Hice ademán de marcharme y uno de los trabajadores pidió que me quedara para escuchar; querían llevar a cabo alguna acción de protesta, tal vez un comunicado o unas octavillas. Mi padre bajó los párpados y asintió; me apretó el fémur con su mano gigantesca.
Mamá tomó la palabra: «No os desaniméis, queda mucho partido por jugar». Llevaba una bandeja con un plato de queso y cinco botellines. En mi casa los problemas se solucionan comiendo alimentos de la tierra; todo pierde importancia al degustar lo que los ricos llaman sabores plebeyos.
«Tenéis que urdir una táctica –prosiguió mamá–. Sin un plan adecuado, os pasarán por encima.» Reí tapándome la boca porque su arenga me hizo verme otra vez vestido de futbolista. Ella se giró y me dio una colleja. «Ni se te ocurra burlarte de mí, no te olvides jamás de que soy tu madre.» El único trabajador que hasta entonces había estado callado se enjugó las lágrimas y dio una serie de suspiros profundos e intermitentes.
Pasaron las semanas y los cuatro despedidos montaron un campamento en la puerta de la fábrica. Hicieron pancartas, cortaron el tráfico, tiraron huevos y botes de pintura contra las oficinas de la empresa en Barcelona. También rompieron unos cuantos vidrios y pidieron una audiencia con la alcaldesa, quien no los atendió porque era agosto y estaba de vacaciones en algún pueblo marinero. Lo mismo sucedió con los medios de comunicación locales, que tampoco se personaron en ninguna de las comidas solidarias celebradas para informarlos. Finalmente, alguien propuso declararse en huelga de hambre; mamá se mofaba de las barrigas que todos tenían y les auguró un éxito seguro gracias a sus respectivas «bodegas».

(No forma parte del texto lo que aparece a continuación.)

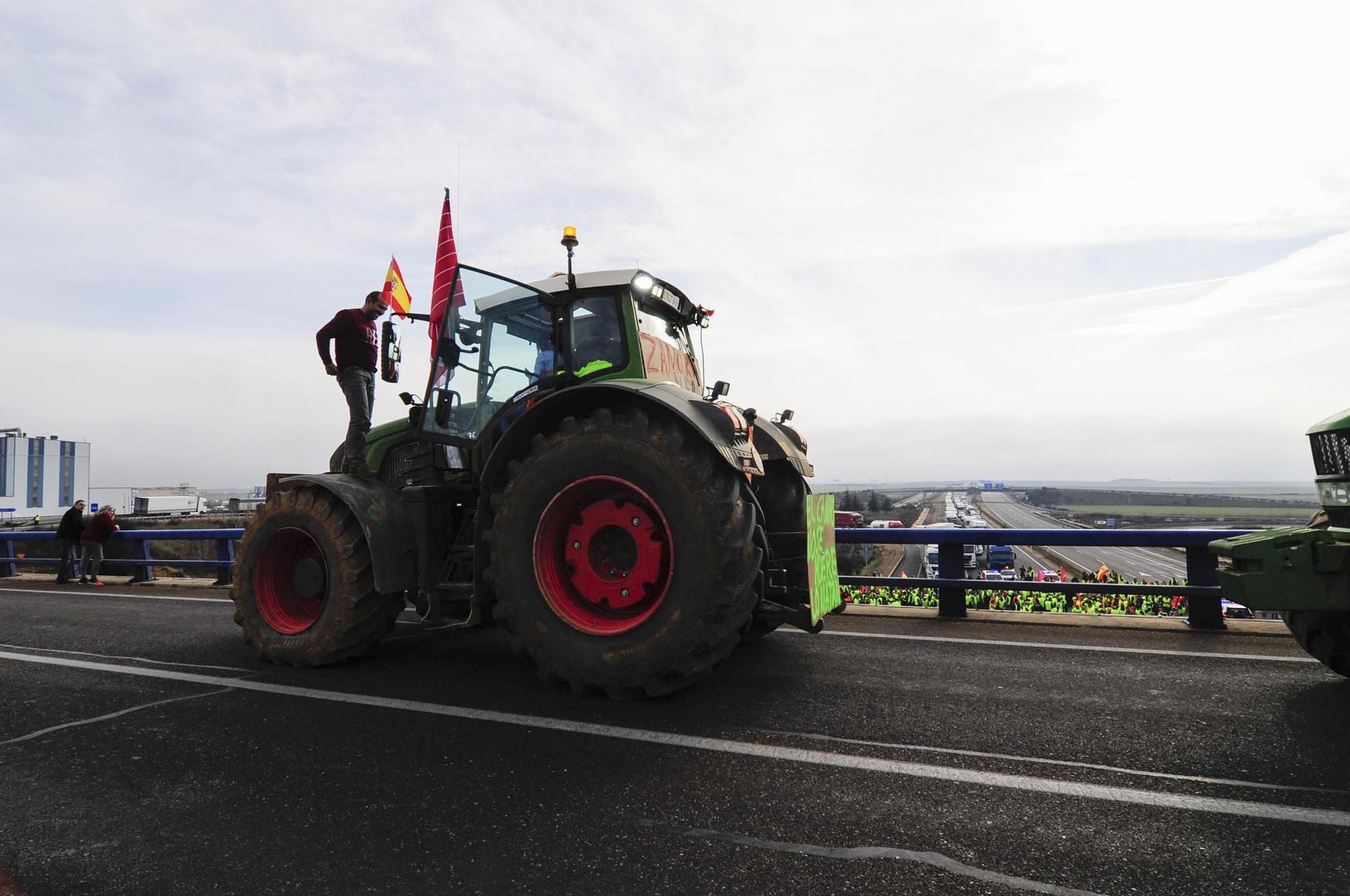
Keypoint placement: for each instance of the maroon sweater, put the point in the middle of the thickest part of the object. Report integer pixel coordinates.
(358, 343)
(99, 528)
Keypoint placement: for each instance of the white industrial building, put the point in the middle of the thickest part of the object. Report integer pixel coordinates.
(41, 476)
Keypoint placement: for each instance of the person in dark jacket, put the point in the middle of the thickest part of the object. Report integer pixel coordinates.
(91, 540)
(353, 330)
(68, 538)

Éste fue el resumen que me hizo ella cuando regresé de las vacaciones sintiéndome culpable, antes de llevar a los sublevados una cazuela de pisto por si cambiaban de opinión. Llegué en coche y toqué el claxon; me respondieron aullando, con el puño izquierdo alzado. Nos abrazamos de esa forma ruda y caricaturesca que tanto me incomodaba siendo niño. Papá me tocó la cara más tiempo de lo habitual, dijo que tenía el pelo muy largo, «pareces el Che Guevara», eso fue lo que dijo. «O Jesucristo sin barba», contestó un compañero; los otros empezaron a abuchearlo.

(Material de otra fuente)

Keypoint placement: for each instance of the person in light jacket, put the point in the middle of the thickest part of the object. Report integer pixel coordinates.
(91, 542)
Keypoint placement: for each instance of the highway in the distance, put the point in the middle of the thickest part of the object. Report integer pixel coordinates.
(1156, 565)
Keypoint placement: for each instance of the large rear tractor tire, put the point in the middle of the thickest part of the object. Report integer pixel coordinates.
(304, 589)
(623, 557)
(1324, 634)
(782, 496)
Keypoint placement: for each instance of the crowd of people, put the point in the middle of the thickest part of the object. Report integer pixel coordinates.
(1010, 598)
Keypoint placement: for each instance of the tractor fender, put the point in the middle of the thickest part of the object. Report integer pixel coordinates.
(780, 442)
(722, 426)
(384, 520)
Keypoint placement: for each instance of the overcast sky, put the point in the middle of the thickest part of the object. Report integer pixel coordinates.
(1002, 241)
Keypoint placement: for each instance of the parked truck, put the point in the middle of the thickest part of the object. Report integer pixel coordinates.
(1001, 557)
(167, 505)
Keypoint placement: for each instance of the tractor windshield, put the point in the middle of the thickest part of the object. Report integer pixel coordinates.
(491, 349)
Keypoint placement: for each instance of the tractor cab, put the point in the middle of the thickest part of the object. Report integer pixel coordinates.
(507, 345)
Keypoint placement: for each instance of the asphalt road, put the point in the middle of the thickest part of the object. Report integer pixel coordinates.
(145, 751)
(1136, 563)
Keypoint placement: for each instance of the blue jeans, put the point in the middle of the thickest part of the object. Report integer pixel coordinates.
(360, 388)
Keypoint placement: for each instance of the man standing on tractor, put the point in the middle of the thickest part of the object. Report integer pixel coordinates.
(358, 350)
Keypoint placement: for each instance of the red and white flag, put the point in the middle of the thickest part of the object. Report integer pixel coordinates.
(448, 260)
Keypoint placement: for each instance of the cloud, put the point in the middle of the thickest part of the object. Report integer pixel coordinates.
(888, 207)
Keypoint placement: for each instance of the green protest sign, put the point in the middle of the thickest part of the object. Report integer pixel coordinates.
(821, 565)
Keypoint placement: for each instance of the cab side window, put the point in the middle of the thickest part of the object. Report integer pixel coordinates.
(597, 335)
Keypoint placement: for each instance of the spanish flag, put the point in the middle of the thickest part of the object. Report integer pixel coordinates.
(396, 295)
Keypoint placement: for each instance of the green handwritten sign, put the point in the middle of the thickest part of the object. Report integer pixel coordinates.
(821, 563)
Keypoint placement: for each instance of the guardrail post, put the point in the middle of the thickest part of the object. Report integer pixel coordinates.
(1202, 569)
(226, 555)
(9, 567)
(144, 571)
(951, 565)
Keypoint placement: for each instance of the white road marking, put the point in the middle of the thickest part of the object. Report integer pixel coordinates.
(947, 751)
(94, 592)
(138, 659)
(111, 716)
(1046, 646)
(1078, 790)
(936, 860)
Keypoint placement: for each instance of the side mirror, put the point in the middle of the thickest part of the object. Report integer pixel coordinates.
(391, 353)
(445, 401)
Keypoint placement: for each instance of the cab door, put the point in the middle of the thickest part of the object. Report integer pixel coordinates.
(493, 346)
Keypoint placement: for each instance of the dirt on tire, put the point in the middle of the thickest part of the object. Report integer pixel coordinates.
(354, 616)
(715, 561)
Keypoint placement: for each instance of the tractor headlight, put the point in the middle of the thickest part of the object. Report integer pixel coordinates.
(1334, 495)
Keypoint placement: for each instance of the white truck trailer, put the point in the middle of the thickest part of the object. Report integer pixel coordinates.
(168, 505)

Yo venía con ganas de recuperar el impulso perdido, así que me puse a su disposición. Les recordé que a finales de septiembre empezaba la campaña para los comicios municipales, que debíamos armar mucho ruido e implicar a los partidos afines, que ojo con que la lucha no se la apropiaran para después dejarnos en la estacada, que no era pertinente hacer ayuno porque necesitábamos conservar la frescura, el ardor y las ganas de pelea.
El mejor amigo de mi padre me agarró por el cuello como si fuera a estrangularme. Papá se echó a reír y susurró: «Menudo mariconazo…». Destapé el plato de pisto porque aquellos hombres me asustaban cuando empezaban a hablarse con palabras malsonantes: la única manera de apaciguarlos era darles de comer y de beber.
Estuvimos allí hasta que anocheció; luego nos marchamos a casa. Un compañero lanzó media docena de huevos contra la puerta de la fábrica; el vigilante lo miraba desde su cabina, parecía aburrido y muy cansado. «¡Nos vamos, pero mañana a las ocho volveremos, esquirol!», gritó otro de los trabajadores, que llevaba las zapatillas en chancla. El hombre asintió, creo que hizo una mueca de humildad a pesar del uniforme, y continuó leyendo el periódico.